Web Performance Optimization: Core Web Vitals and Beyond
Web Performance Optimization: Core Web Vitals and Beyond
Photo by Eden Constantino on Unsplash
Every 100 milliseconds of added load time costs you conversions. That's not a guess -- it's been measured repeatedly by Google, Amazon, Walmart, and everyone else with enough traffic to run the experiment. A page that takes 3 seconds to become interactive loses 53% of mobile visitors. You know this. The question is: what do you actually do about it?
Performance optimization is not about chasing a perfect Lighthouse score. It's about understanding which metrics matter for your users, diagnosing the specific bottlenecks in your application, and applying targeted fixes. A page that scores 100 on Lighthouse but feels janky when you scroll is worse than a page that scores 85 but responds instantly to every click.
Core Web Vitals: What They Measure and Why
Google's Core Web Vitals are three metrics that attempt to quantify the user experience of loading, interactivity, and visual stability. They affect search ranking, and more importantly, they correlate with real user satisfaction.
Largest Contentful Paint (LCP)
What it measures: How long it takes for the largest visible element (usually a hero image, heading, or text block) to render.
Target: Under 2.5 seconds on a median mobile connection.
What affects it:
- Server response time (TTFB)
- Render-blocking CSS and JavaScript
- Image loading strategy
- Font loading behavior
LCP is the metric most developers struggle with because it's affected by everything upstream. A slow server, unoptimized images, render-blocking scripts, and layout shifts all push LCP higher.
Interaction to Next Paint (INP)
What it measures: The responsiveness of the page to user interactions (clicks, taps, key presses). Specifically, it measures the time from when the user interacts to when the browser paints the next frame reflecting that interaction.
Target: Under 200 milliseconds.
What affects it:
- Long JavaScript tasks blocking the main thread
- Heavy event handlers
- Forced synchronous layouts
- Third-party script bloat
INP replaced First Input Delay (FID) in 2024 because FID only measured the first interaction. INP captures responsiveness throughout the entire page lifecycle, which is much more representative of actual user experience.
Cumulative Layout Shift (CLS)
What it measures: How much visible content shifts unexpectedly during page load.
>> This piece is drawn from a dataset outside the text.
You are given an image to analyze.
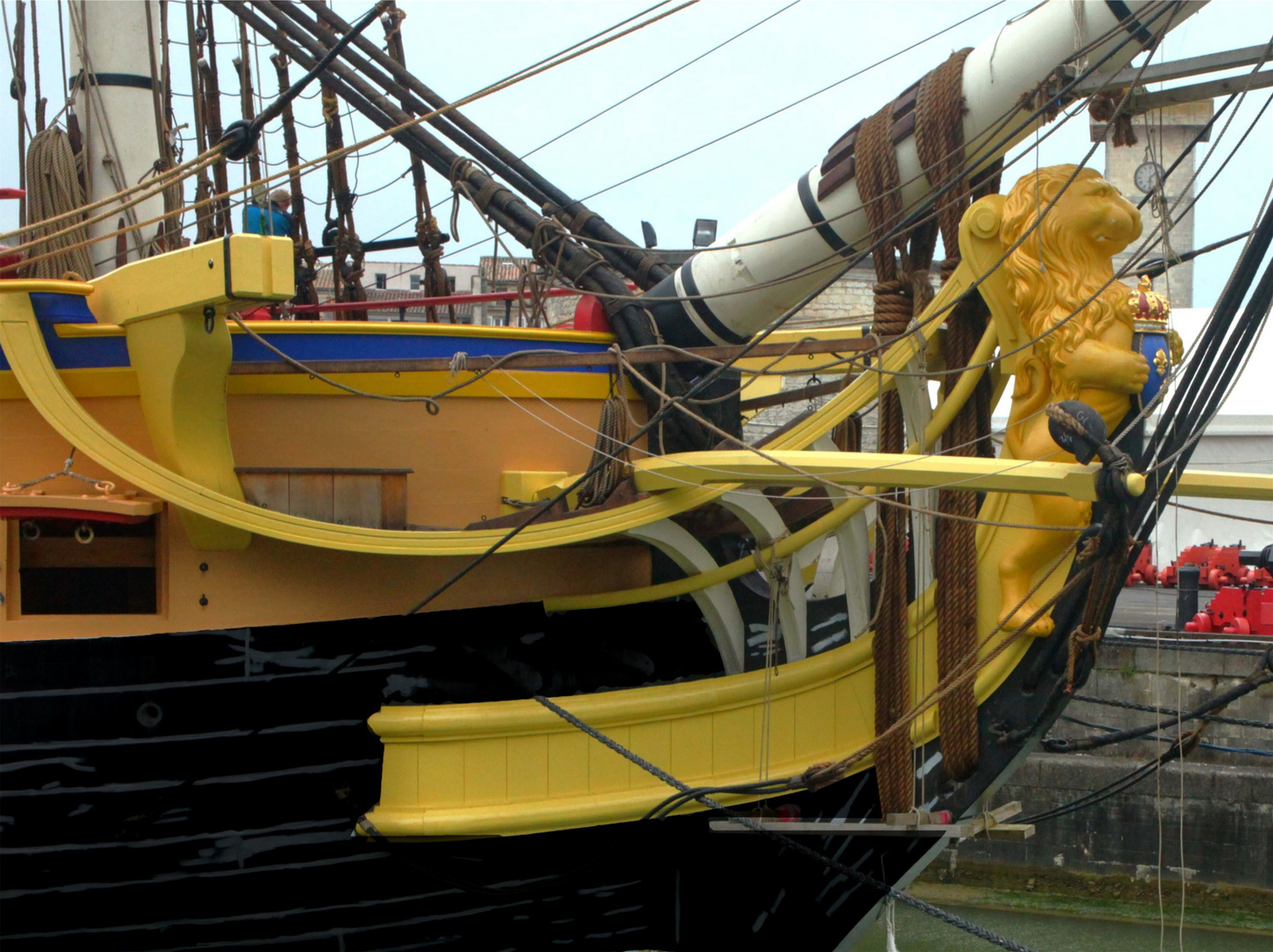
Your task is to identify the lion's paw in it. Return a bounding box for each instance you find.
[1001,602,1053,637]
When an ad loads and pushes the article text down just as you're about to click a link -- that's layout shift.
Target: Under 0.1.
What affects it:
- Images and iframes without explicit dimensions
- Dynamically injected content (ads, embeds, cookie banners)
- Web fonts causing text reflow (FOIT/FOUT)
- Late-loading CSS
CLS is the easiest Core Web Vital to fix and the most common to neglect.
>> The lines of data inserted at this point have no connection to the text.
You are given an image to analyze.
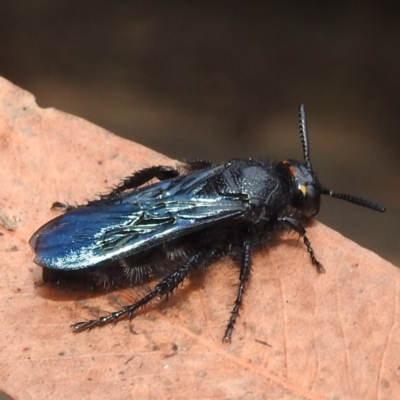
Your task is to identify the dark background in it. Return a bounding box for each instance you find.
[0,0,400,268]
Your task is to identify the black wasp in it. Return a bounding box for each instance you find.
[30,105,385,342]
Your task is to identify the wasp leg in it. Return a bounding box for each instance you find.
[278,217,325,274]
[222,241,251,343]
[72,250,221,332]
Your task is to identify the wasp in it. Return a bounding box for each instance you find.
[30,105,385,342]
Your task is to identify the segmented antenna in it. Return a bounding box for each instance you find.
[320,188,386,212]
[299,104,311,169]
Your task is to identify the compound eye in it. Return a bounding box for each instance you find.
[302,185,320,217]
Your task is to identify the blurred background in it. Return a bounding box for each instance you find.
[0,0,400,265]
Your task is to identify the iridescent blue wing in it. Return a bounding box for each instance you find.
[30,167,248,270]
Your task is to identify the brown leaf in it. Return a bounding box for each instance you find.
[0,79,400,400]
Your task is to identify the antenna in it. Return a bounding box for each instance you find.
[299,104,312,169]
[320,188,386,212]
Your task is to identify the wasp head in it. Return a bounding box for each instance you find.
[279,160,321,218]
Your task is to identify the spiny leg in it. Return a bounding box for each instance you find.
[222,240,251,343]
[278,216,325,274]
[72,250,222,332]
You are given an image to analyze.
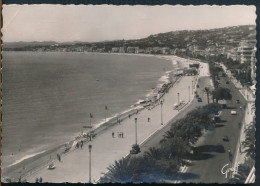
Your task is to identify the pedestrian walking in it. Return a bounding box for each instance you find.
[80,140,84,149]
[57,154,61,162]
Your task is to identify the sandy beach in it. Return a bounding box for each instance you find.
[2,56,209,183]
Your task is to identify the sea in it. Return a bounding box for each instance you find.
[2,52,174,168]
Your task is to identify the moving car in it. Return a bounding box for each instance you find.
[230,110,237,115]
[222,136,229,141]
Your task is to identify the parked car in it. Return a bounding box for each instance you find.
[230,110,237,115]
[222,136,229,141]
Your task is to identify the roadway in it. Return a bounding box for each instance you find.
[138,71,246,183]
[183,73,246,183]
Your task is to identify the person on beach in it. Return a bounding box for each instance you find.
[57,154,61,162]
[80,140,83,149]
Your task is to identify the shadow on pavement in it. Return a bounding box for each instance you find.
[179,173,200,182]
[194,144,225,153]
[218,119,227,123]
[215,124,225,128]
[190,152,215,161]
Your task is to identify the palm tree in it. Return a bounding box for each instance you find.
[144,147,161,160]
[100,157,138,183]
[228,161,251,183]
[242,122,256,160]
[203,87,212,103]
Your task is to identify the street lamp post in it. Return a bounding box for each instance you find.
[161,100,163,125]
[189,86,190,102]
[135,118,137,145]
[191,81,193,95]
[177,92,180,105]
[88,145,92,183]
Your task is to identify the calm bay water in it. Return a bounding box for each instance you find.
[2,52,173,167]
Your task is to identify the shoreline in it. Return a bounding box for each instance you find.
[2,53,185,182]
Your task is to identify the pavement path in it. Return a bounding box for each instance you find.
[183,72,246,183]
[26,57,209,183]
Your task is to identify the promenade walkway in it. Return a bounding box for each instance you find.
[26,56,209,183]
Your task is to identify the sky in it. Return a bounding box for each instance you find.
[2,5,256,42]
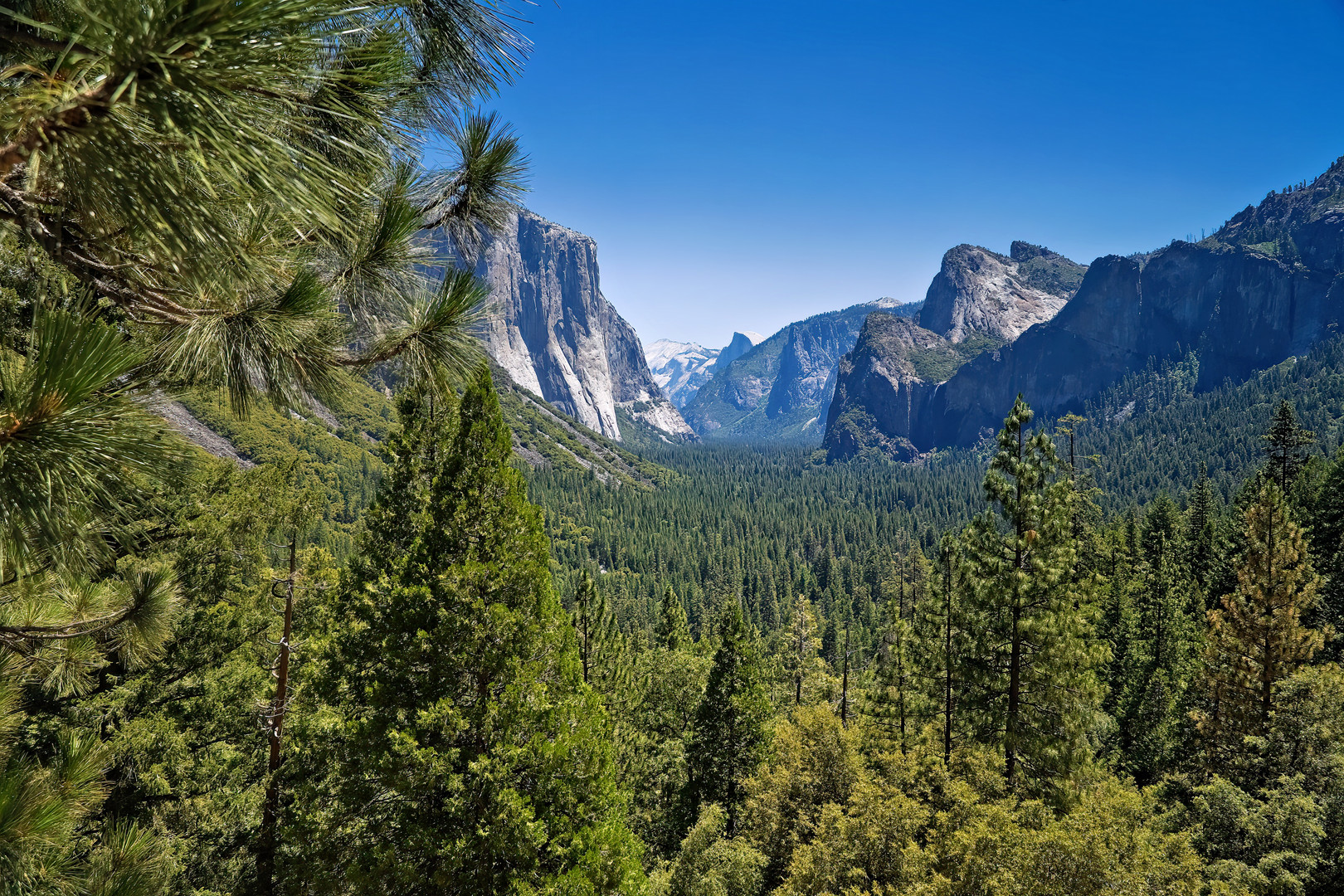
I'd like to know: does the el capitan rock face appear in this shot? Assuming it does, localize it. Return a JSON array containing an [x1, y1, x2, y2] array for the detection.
[[828, 160, 1344, 457], [456, 208, 694, 439]]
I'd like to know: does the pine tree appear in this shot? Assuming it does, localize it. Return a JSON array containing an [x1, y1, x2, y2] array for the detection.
[[685, 599, 770, 835], [865, 547, 928, 752], [572, 568, 629, 694], [783, 594, 821, 705], [1197, 481, 1324, 760], [653, 586, 691, 650], [914, 533, 973, 762], [962, 397, 1106, 791], [1116, 494, 1203, 785], [1309, 449, 1344, 657], [1186, 462, 1219, 595], [1264, 399, 1316, 495], [297, 369, 641, 894]]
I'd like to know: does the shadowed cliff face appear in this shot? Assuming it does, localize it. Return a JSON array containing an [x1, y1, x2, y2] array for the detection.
[[828, 153, 1344, 457], [456, 210, 692, 439]]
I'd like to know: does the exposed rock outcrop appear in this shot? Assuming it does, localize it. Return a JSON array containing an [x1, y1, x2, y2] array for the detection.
[[919, 241, 1088, 343], [456, 208, 694, 439], [719, 330, 765, 367], [816, 158, 1344, 451], [681, 298, 919, 443]]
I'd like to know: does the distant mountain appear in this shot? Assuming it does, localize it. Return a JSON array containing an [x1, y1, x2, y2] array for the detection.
[[719, 330, 765, 367], [681, 298, 919, 442], [826, 153, 1344, 457], [648, 330, 765, 407], [645, 338, 722, 407], [436, 208, 694, 441]]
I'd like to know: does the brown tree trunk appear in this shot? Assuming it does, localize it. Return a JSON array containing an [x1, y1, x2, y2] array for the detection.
[[256, 534, 299, 896]]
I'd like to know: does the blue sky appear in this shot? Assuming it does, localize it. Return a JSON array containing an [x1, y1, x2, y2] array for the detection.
[[462, 0, 1344, 347]]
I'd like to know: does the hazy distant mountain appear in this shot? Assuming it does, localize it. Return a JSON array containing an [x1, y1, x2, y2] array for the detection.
[[435, 208, 694, 439], [681, 298, 919, 442], [644, 338, 722, 407], [719, 330, 765, 367]]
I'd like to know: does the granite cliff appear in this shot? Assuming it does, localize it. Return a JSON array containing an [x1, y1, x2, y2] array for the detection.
[[919, 241, 1088, 343], [645, 338, 719, 407], [456, 208, 694, 439], [646, 330, 765, 407], [826, 158, 1344, 458], [681, 298, 919, 442]]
Diagnosing Performance: The Right Tools
Before optimizing anything, you need to know what's actually slow. Guessing leads to wasted effort -- optimizing an image when your bottleneck is a blocking script won't move the needle.
Lighthouse
Run Lighthouse in Chrome DevTools (Audits tab) or from the command line:
npx lighthouse https://your-site.com \
--output=html \
--output-path=./report.html \
--preset=desktop
For mobile testing (which is what Google uses for ranking):
npx lighthouse https://your-site.com \
--output=json \
--output-path=./report.json \
--form-factor=mobile \
--throttling.cpuSlowdownMultiplier=4
Lighthouse gives you lab data -- synthetic tests under controlled conditions. It's reproducible but doesn't reflect real user experience. Use it for diagnosing specific issues, not as your primary performance metric.
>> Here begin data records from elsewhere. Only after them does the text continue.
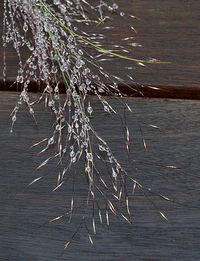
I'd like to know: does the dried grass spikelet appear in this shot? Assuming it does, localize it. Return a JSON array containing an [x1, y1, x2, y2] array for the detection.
[[3, 0, 172, 248]]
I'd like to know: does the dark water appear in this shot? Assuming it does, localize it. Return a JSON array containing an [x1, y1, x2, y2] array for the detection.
[[0, 0, 200, 87], [0, 92, 200, 261]]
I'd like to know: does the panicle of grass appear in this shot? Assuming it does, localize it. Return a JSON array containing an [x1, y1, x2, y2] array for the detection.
[[3, 0, 173, 249]]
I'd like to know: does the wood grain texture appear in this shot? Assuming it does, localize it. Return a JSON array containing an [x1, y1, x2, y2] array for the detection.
[[0, 0, 200, 87], [0, 92, 200, 261]]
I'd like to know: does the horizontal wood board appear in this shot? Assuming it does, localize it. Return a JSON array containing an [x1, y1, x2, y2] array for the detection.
[[0, 92, 200, 261]]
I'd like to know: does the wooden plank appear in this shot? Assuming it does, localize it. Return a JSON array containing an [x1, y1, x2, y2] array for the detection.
[[0, 0, 200, 91], [0, 92, 200, 261]]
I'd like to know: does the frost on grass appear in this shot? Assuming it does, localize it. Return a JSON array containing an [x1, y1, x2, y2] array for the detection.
[[3, 0, 172, 247]]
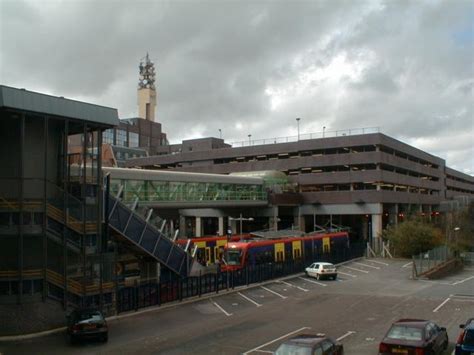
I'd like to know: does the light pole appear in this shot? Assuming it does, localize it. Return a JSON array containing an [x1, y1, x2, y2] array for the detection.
[[296, 117, 301, 141]]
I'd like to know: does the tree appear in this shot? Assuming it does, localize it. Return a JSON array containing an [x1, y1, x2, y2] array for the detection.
[[382, 219, 444, 257]]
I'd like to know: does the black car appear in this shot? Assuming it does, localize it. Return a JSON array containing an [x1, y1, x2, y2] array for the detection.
[[67, 309, 109, 343], [275, 334, 344, 355], [379, 319, 449, 355], [455, 318, 474, 355]]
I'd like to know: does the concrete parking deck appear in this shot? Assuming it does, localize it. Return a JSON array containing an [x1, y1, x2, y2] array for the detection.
[[0, 259, 474, 355]]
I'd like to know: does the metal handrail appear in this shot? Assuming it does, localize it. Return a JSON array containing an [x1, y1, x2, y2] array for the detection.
[[230, 127, 380, 148]]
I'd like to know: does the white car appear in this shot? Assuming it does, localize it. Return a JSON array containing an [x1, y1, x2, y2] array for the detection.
[[305, 262, 337, 280]]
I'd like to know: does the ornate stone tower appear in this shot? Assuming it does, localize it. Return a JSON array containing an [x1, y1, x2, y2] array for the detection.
[[138, 53, 156, 121]]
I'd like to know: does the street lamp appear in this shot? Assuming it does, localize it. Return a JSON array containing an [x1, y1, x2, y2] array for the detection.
[[296, 117, 301, 141]]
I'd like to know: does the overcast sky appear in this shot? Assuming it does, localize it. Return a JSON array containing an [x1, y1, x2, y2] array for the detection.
[[0, 0, 474, 175]]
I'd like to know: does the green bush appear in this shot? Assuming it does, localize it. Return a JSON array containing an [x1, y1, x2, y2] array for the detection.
[[382, 220, 444, 258]]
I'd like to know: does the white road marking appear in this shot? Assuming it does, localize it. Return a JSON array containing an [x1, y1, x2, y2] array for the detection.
[[337, 271, 357, 277], [299, 277, 327, 286], [260, 286, 288, 299], [212, 301, 232, 317], [336, 330, 355, 341], [365, 259, 390, 266], [433, 295, 451, 312], [451, 276, 474, 285], [343, 266, 369, 274], [353, 262, 380, 270], [278, 280, 309, 292], [237, 292, 262, 307], [242, 328, 311, 355]]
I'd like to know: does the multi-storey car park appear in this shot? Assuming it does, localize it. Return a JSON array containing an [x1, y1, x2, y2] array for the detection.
[[125, 128, 474, 248], [0, 86, 474, 334]]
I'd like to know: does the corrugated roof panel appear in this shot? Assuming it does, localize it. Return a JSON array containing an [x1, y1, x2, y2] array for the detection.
[[0, 85, 119, 126]]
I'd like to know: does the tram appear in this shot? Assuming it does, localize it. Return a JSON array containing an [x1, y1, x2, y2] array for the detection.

Chrome User Experience Report (CrUX)
CrUX provides real user data from Chrome browsers in the field. This is what Google actually uses for search ranking.
# Query CrUX API for your domain
curl 'https://chromeuxreport.googleapis.com/v1/records:queryRecord?key=YOUR_API_KEY' \
-H 'Content-Type: application/json' \
-d '{
"url": "https://your-site.com/",
"metrics": ["largest_contentful_paint", "interaction_to_next_paint", "cumulative_layout_shift"]
}'
Web Vitals Library
Measure Core Web Vitals from your actual users:
import { onLCP, onINP, onCLS } from 'web-vitals';
function sendToAnalytics(metric) {
const body = JSON.stringify({
name: metric.name,
value: metric.value,
rating: metric.rating, // 'good', 'needs-improvement', 'poor'
delta: metric.delta,
id: metric.id,
navigationType: metric.navigationType,
});
// Use sendBeacon for reliability during page unload
navigator.sendBeacon('/analytics', body);
}
onLCP(sendToAnalytics);
onINP(sendToAnalytics);
onCLS(sendToAnalytics);
This gives you percentile data from real users on real devices and real networks. A p75 LCP of 3.2 seconds means 25% of your users are having a bad experience.
Fixing LCP: The Loading Waterfall
LCP is almost always caused by a suboptimal loading waterfall. Here's the sequence that matters:
DNS → TCP → TLS → TTFB → HTML Parse → CSS Load → Render → LCP Element
Every step in this chain adds latency. The goal is to minimize the critical path.
Optimize Server Response Time (TTFB)
Target: Under 800ms for the initial HTML document.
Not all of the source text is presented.